変化の苗
あの一件以来からなのか、とにかく人の顔色を伺っていた。
その時は父母と市営団地に住んでいた。
可愛い妹と弟も出来た。
とにかくいい子で居なければといつも思っていた。
ある時父と母が僕の目の前で大喧嘩をした。
父は僕とよく遊んでくれたり、一緒にゲームをしてくれたり面白い人柄で大好きだった。
そんな父だったが、それこそ見た事ないくらい怒鳴っていて、電子レンジを入れて置けるタイプの食器棚を蹴った。

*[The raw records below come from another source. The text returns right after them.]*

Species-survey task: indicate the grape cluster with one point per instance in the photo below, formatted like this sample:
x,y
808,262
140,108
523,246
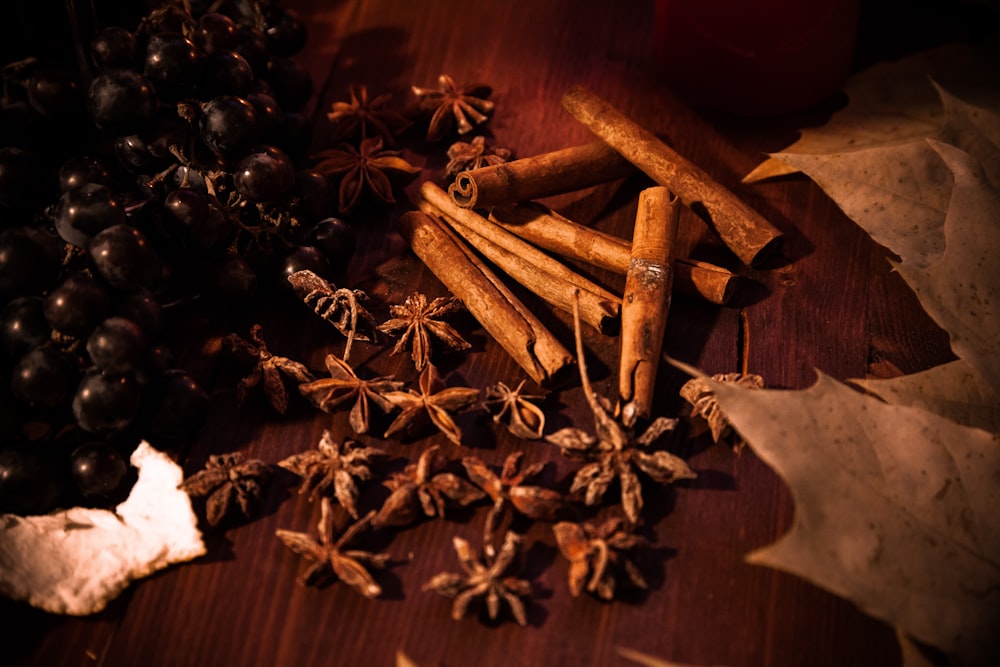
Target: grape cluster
x,y
160,170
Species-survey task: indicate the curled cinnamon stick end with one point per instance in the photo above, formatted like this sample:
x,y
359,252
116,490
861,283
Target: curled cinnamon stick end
x,y
743,230
646,300
543,175
551,231
497,309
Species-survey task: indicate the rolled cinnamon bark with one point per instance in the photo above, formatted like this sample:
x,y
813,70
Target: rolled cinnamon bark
x,y
743,230
646,301
497,309
543,175
543,227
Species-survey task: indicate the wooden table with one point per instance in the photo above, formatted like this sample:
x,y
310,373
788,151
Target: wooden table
x,y
830,302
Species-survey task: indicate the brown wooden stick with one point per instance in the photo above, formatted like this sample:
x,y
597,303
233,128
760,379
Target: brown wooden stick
x,y
542,175
542,274
543,227
501,314
743,230
646,300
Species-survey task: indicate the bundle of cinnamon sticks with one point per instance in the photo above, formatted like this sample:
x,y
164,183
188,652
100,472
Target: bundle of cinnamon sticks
x,y
525,239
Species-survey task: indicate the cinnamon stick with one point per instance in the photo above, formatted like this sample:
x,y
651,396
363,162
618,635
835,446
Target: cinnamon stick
x,y
542,175
646,300
743,230
540,273
543,227
497,309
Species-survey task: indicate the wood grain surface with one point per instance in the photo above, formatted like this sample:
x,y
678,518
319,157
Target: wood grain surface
x,y
829,303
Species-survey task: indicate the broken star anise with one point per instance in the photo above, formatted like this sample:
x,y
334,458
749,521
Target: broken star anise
x,y
433,401
475,154
332,468
486,579
598,555
452,106
367,168
344,385
268,369
424,488
329,557
419,320
615,452
227,482
362,117
705,410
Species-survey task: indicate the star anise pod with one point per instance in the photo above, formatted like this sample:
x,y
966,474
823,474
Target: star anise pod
x,y
453,106
434,401
425,488
367,168
705,408
227,482
329,557
361,117
508,490
469,155
615,452
514,408
332,468
419,320
598,555
268,370
486,579
340,307
343,386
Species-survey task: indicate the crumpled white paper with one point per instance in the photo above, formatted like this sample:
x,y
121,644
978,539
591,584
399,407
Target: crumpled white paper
x,y
77,560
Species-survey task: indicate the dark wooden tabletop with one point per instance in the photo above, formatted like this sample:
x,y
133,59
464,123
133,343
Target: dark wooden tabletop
x,y
829,302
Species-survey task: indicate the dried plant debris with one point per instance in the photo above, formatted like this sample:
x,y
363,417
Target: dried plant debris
x,y
705,409
485,579
229,482
614,452
514,409
344,386
419,321
453,107
333,469
598,554
475,154
425,489
340,307
433,401
268,369
329,557
361,117
367,169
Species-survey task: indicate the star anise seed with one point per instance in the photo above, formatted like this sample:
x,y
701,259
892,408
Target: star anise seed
x,y
227,482
332,469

ステンレス製だったのだろうか、電子レンジを入れるスペースの縁がへこんだ。
あぁ、この人も何だか怖いな。
普通に叱ってくれる時ももちろんあった。
でも僕には普通に見えてはいなかった。
僕が小学生3年生の頃、そんな両親は離婚した。
妹と弟は父に引き取られていった。
僕は母に・・・と思ったのだが、祖父母の家に逆戻りした。
祖父母はどちらも優しい人だったが、行儀良くしていないと、そう思っていた。
妹と弟と離れ離れになった事も、辛かった。
本当に可愛く思っていた。
もっと優しくしてあげれば良かった。
そんな後悔を毎日抱いていた。
そんな思いと同時に「なんで僕だけ1人に」
そんな気持ちも湧き上がってきていた。
父も居なくなり、妹と弟とも離れ離れになり、母も会いに来てはくれない。
祖父母の事は大好きだが心を開けていない。
なんだが何もかも無くなってしまったような気持ちになっていた。
僕は勉強する事を辞めた。
小学校の授業は教室の後ろの隅っこの床の上で寝っ転がるか、掃除用具入れの中で過ごした。
先生は何も言わなかった。
今思えば、本当に迷惑な生徒だったと思う。
何もかもが嫌になって、毎日ゲームばかりに没頭するようになっていた。
ゲームの世界は本当に良かった。
頑張ればお金は貯まるし、頑張ればレベルが上がって強くなれる。
都合が悪ければリセット出来る。
ゲームの世界だけが当時は居場所になっていた。